CMS ICD-10-CM FY2026 XML
→ parse_icd10_xml.py → 72,000 billable codes (validator)
→ generate_synthetic.py → Llama 3.2 local (Ollama) generates patient scenarios
→ validate_codes.py → drop any hallucinated or non-billable codes
→ MinHash deduplication → remove near-duplicate scenarios
→ build_sft_dataset.py → train/val/test JSONL (90/5/5)
→ build_orpo_dataset.py → chosen/rejected pairs
Training:
sft_runpod.py → QLoRA SFT, 3 epochs
orpo_train.py → ORPO alignment, 1 epoch
merge_export.py → merge adapter → push merged model to HuggingFace
Synthetic data was generated entirely locally using Ollama + Llama 3.2 — no API costs. Every generated code was validated against the official CMS tabular list before entering training. A single invalid code in training teaches the model to hallucinate it in production, which means a denied claim.

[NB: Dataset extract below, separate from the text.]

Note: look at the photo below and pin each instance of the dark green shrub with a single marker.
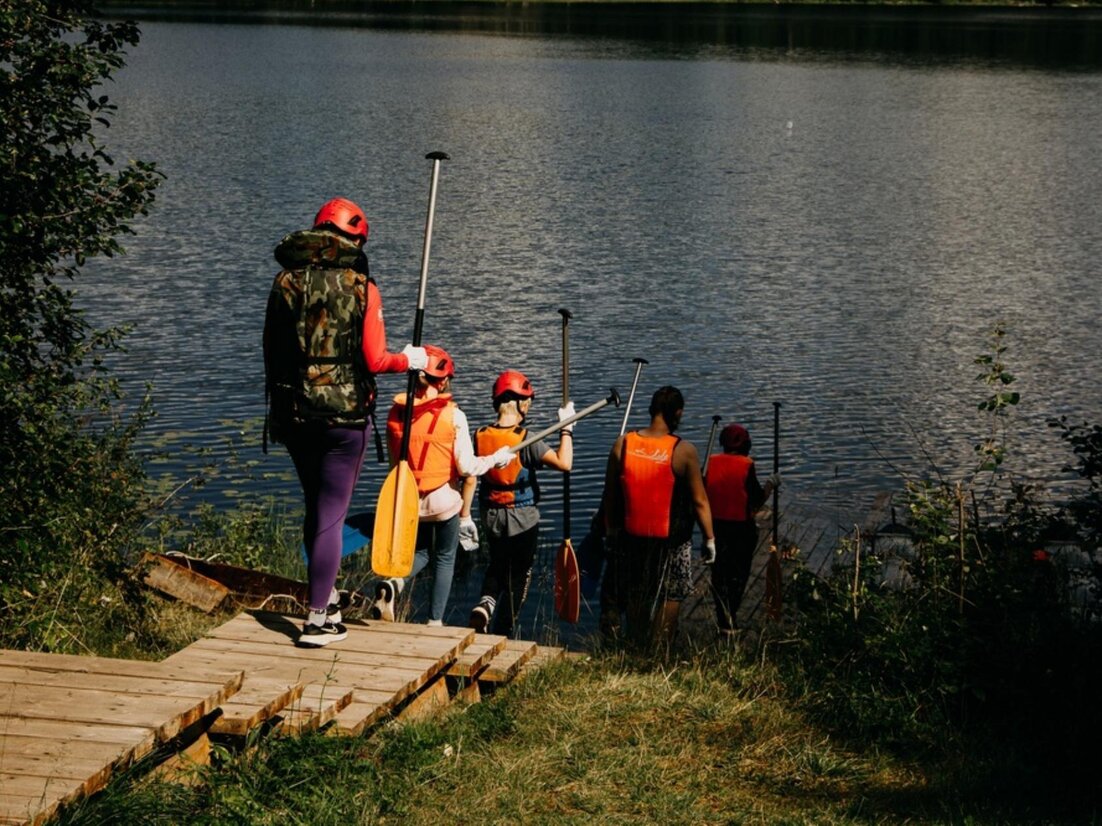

| Stage | Hardware | Duration | Cost |
|---|---|---|---|
| Data pipeline | Fedora local | — | $0 |
| Smoke test | Fedora local | ~10 min | $0 |
| SFT (3 epochs) | RTX A5000 24GB (RunPod) | ~2.5 hr | ~$1.10 |
| ORPO alignment | RTX A5000 24GB (RunPod) | ~1 hr | ~$0.44 |
| Merge + eval | RTX A5000 24GB (RunPod) | ~30 min | ~$0.22 |
| Total | ~$1.76 |
The RTX A5000 was chosen specifically: 24GB VRAM handles QLoRA 7B at batch=4 comfortably, Community Cloud pricing keeps it under $0.50/hr, and the fp32 accumulation path on Ampere architecture is stable with bf16 training.

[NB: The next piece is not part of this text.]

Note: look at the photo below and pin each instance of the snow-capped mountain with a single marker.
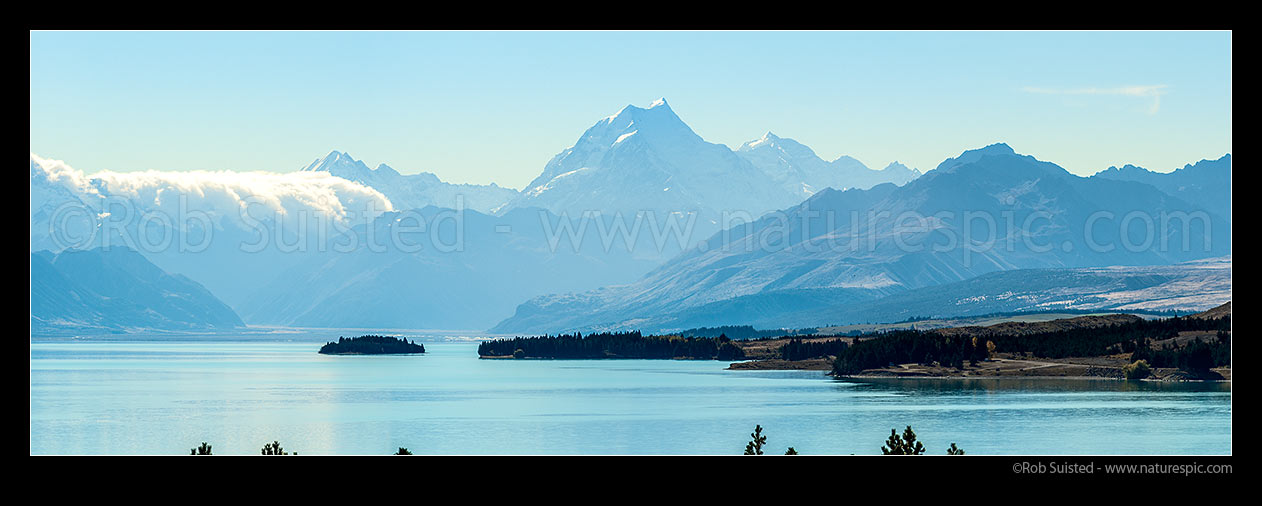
(413, 191)
(987, 210)
(649, 160)
(796, 168)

Training ran directly connected to HuggingFace Hub — adapter weights pushed after training, merged model pushed after export. No intermediate S3 buckets, no manual uploads.
| Metric | Target | Description |
|---|---|---|
| Exact Match | >65% | All predicted codes match ground truth exactly |
| Code F1 | >84% | Harmonic mean of precision and recall on code sets |
| Format Compliance | >99% | Output contains no prose — codes only |
| Hallucination Rate | <1% | Codes not in official ICD-10-CM FY2026 codeset |
The hallucination metric is the most operationally important one. A high F1 with high hallucinations is worse than a lower F1 with zero hallucinations — an invalid code propagates into the DRG grouper and produces a wrong claim estimate.
The merged model is served via vLLM — OpenAI-compatible API, handles batching and KV cache automatically. The ICD-10 → DRG mapping is a post-inference table join, not part of the model. The model's responsibility ends at producing valid codes.
vllm serve AmareshHebbar/axismapper-icd10-qwen25-7b-merged \
--host 0.0.0.0 --port 8000 --dtype bfloat16configs/ QLoRA, DoRA, ORPO hyperparameter configs
data/ raw XML, parsed JSON validator, JSONL datasets
eval/ evaluation scripts, metrics, inference router
scripts/ data pipeline (parse, generate, validate, build)
train/ SFT local, SFT RunPod, ORPO, merge/export, continual
Part of the medical and insurance intelligence layer.